At InstructureCon 2014 I shared some of our thinking behind a couple of new Canvas tools that aim to make face-to-face teaching easier and more effective: Polls (to address conceptual understanding) and MagicMarker (to address skills, attitudes, and more). In the coming months I’ll be talking more about the central hypothesis of “lossiness” that drove the development of these tools for the company, but here I intend to diverge a bit and explore this idea from alternative angles.
The assumptions we began with are…
- Education is based on feedback loops, e.g. between student and teacher
- Feedback loops are “lossy” — lost information can compromise quality
- “Lossiness” is especially prevalent in face-to-face learning environments
- Decreasing lossiness can improve instruction and learning outcomes
The term “lossy” comes from data storage (and, originally, electrical engineering); you may be most familiar with the experience of lossiness in digital media such as JPGs and MP3s: These both sacrifice information for expedience (i.e. less information = smaller file size = faster download times, more albums on your device).
Most people can’t detect quality differences in MP3s over 128kbps, and many JPGs with significant lossiness are “good enough”.
Which raises the question, can education be lossy and still be effective?
Certainly. It has been for a long time, depending on how you want to measure it. But that doesn’t mean we should automatically accept lossiness — even when it seems innate to our current teaching and learning practices? We should not — at least, not without first identifying the value of different information and understanding the impact that it’s loss or presence may have on learning outcomes. A couple of really obvious examples:
- Online learning often sacrifices spoken language, physical presence, and human expressions. How does that impact learning outcomes? For some outcomes the impact will be negligible; in others it will be significant.
- Face-to-face learning often sacrifices full class participation — let alone meaningful tracking of participation — for the sake of time. How does that impact learning outcomes?
And even when you look beyond content and communication we find some assessment methods are lossier than others. Some assessment instruments fail to capture or accurately measure the most important information about learning. The goal of educative assessment and formative feedback is essentially to stop wasting the valuable information gathered through assessment by providing to learners in a way that informs and encourages improvement of understanding and ability.
As educational data mining is showing us, sometimes just analyzing learner behavior reveals insights into the process of learning that can improve it. But, so far, most learning analytics have been limited to online LMS environments.
The latter gets us into some tricky territory: If lossless learning is our goal, do we try to capture everything that happens in a classroom? We might be acclimating to this in online environments, but will we ever want video cameras recording and analyzing student expressions, postures, gestures, and vocal tones?
Technology is giving us the power to do so. But it’s not the only way forward. I’m personally more interested in using technology to increase voluntary student participation that expresses real learning. Measurements of these expressions can be logged or measured against to learning outcomes, not behavioral predictors.

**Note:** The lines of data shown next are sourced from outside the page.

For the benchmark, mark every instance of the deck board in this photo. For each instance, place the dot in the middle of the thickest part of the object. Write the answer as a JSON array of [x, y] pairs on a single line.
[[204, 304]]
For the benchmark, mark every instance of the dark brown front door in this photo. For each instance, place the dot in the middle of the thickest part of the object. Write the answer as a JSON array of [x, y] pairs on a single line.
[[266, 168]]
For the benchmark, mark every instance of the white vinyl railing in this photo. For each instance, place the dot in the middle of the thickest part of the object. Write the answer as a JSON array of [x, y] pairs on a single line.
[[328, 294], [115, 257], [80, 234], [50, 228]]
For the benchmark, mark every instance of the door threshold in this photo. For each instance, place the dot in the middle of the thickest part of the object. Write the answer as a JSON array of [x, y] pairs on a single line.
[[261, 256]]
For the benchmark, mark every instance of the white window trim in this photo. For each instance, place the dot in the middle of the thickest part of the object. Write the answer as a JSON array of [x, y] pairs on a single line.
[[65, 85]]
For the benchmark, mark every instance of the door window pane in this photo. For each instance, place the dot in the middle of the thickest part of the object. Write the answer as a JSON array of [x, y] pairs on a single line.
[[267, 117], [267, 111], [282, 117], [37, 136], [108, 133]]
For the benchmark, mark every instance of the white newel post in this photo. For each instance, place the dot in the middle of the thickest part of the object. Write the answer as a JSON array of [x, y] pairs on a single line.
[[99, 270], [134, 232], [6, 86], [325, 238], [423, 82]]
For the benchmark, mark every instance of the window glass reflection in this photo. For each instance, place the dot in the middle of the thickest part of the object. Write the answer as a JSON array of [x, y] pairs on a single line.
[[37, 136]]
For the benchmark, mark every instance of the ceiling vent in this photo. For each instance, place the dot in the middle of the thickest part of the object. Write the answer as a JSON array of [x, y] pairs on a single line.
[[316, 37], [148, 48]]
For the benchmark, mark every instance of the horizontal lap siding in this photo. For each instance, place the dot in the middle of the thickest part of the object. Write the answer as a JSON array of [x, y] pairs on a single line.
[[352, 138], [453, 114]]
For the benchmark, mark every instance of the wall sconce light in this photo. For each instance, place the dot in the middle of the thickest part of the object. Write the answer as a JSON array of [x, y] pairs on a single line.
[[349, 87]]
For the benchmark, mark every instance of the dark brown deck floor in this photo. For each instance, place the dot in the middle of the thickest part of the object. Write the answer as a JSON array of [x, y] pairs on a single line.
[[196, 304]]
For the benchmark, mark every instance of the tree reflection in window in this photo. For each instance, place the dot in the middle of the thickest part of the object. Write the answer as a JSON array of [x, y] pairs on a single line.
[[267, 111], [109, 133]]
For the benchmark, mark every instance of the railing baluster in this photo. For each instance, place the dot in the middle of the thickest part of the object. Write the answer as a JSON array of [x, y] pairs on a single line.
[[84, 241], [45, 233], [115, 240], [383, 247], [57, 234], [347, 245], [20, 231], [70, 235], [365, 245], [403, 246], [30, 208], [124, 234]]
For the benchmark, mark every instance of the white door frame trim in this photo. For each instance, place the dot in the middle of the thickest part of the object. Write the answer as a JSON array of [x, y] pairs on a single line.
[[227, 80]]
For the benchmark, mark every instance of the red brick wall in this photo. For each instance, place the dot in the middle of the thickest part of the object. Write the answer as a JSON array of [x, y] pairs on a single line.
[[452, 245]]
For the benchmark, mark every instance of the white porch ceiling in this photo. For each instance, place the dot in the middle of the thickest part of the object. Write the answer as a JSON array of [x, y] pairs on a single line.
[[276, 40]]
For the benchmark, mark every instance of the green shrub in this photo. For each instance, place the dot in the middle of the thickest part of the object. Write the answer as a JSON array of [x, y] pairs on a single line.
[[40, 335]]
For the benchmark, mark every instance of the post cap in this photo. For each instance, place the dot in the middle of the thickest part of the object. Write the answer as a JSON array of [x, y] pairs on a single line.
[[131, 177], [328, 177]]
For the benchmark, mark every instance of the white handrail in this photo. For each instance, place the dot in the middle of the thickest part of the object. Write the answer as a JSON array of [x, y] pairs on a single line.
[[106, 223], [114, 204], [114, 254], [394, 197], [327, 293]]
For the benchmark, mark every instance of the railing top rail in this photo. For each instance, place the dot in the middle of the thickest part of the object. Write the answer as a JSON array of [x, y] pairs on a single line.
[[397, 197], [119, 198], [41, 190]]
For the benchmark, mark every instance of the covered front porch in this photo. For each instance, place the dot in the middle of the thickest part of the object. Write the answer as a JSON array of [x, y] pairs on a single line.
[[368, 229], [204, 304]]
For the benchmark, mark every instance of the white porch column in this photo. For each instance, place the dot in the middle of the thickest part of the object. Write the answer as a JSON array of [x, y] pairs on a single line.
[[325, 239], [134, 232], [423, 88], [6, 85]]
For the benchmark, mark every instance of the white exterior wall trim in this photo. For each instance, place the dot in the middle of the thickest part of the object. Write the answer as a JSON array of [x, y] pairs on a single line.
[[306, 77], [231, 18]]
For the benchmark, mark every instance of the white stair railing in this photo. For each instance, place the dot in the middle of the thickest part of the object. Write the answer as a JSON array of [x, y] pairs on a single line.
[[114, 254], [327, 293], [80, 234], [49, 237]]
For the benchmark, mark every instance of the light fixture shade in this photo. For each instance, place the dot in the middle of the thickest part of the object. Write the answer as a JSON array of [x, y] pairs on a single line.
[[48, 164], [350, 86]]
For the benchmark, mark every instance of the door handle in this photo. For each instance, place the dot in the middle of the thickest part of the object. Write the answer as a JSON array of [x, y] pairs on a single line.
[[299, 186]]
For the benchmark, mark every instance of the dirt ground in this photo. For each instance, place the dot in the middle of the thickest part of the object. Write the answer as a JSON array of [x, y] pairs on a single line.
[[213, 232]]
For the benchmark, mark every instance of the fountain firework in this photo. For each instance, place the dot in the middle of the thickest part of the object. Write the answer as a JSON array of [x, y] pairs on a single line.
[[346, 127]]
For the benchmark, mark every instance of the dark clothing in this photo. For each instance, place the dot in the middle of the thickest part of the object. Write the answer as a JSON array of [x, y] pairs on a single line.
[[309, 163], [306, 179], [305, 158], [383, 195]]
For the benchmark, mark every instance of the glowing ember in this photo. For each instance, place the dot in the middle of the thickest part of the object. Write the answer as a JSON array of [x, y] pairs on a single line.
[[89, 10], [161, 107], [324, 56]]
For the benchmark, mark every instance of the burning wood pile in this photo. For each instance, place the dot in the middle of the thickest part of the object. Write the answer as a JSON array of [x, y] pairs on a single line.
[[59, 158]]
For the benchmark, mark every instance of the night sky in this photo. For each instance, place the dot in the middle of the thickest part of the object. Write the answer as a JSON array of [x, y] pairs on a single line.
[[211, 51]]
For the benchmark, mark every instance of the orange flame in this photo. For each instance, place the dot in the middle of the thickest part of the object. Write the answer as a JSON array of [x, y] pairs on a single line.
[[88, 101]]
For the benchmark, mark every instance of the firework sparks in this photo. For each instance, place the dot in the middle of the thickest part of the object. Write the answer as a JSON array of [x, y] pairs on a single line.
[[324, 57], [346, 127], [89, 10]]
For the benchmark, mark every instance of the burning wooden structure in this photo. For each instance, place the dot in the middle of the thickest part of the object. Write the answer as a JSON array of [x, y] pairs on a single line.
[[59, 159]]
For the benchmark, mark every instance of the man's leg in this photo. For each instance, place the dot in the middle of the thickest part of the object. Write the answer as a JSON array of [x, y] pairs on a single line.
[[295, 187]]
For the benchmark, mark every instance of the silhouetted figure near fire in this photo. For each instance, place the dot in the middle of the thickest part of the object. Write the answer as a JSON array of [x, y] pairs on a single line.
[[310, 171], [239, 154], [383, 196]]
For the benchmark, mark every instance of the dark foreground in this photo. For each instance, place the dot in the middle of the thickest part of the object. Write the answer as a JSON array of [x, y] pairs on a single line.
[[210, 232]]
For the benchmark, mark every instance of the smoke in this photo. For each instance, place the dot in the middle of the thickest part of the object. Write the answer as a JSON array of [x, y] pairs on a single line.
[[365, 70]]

This is especially hard to do F2F, which is why I’m excited to see whether how the new Canvas tools might help.
I also want to explore other interpretations of lossiness, too, for example how student ownership may be lost inside closed systems of education, and how we might build systems that accommodate both institution’s needs for measurement and learners’ needs for independence and autonomy. Or, following Antoine de Saint-Exupéry’s suggestion, how much of our instructional design can we eliminate and still help all learners succeed?